Niestety czasem nawet dyskretne karmienie budzi zgorszenie innych osób. Nie brakuje bowiem tych, którzy uważają, że proces karmienia piersią powinien odbywać się wyłącznie w czterech ścianach własnego domu.

– Nawet nakrycie pieluszką piersi i dziecka sprawia, że niektóre osoby, które to widzą, uważają, że to jest coś złego. Ja nie potrafię tego pojąć, nigdy nie byłam hejtowana, więc też ciężko mi to poczuć, bo nigdy nie zostałam za to skrytykowana. Oczywiście bardzo się z tego powodu cieszę, ale to jest przykre, że u nas w społeczeństwie tak jest – mówi Maja Hyży.

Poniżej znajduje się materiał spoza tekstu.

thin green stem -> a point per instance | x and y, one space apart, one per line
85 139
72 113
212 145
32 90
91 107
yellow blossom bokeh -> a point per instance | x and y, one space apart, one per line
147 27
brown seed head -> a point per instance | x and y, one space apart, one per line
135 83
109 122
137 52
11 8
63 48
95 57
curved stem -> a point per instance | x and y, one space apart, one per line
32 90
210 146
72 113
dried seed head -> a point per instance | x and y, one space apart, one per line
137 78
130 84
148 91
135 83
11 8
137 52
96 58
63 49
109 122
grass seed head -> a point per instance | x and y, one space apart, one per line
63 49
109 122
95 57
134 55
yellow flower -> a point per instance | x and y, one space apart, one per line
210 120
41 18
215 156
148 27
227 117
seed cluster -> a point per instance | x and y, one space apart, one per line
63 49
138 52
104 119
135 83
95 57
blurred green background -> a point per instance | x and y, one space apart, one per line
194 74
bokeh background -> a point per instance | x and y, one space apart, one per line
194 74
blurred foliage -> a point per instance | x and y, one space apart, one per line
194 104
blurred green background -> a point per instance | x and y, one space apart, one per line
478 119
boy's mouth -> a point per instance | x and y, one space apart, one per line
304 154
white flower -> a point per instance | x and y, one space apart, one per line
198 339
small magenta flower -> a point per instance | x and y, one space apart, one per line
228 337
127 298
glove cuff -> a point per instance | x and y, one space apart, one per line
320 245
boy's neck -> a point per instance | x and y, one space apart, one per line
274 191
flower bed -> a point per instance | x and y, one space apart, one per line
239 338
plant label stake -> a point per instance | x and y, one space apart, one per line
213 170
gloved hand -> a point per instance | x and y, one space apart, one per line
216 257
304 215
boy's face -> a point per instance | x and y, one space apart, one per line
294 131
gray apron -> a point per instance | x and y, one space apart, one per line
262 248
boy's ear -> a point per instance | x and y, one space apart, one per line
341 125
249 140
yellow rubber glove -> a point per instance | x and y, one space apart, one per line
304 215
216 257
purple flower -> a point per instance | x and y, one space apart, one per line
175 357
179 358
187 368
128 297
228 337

– Karmienie piersią w miejscach publicznych do dzisiaj jest jeszcze różnie odbierane, jedni to popierają, drudzy – hejtują. Ja osobiście nigdy nie spotkałam się z hejtem, ale wiem, że moje przyjaciółki były dziwnie postrzegane przez innych ludzi. Przede wszystkim chyba przez mężczyzn było to odbierane, że pokazywanie piersi to jest obnażanie się. Wiadomo, że karmiąc w ten sposób, trzeba trochę przykryć pieluszką, żeby zachować intymność, ale i tak mimo wszystko są takie osoby, które po prostu zwrócą uwagę czy poczują w tej sytuacji jakiś niesmak – mówi Paula Tumala.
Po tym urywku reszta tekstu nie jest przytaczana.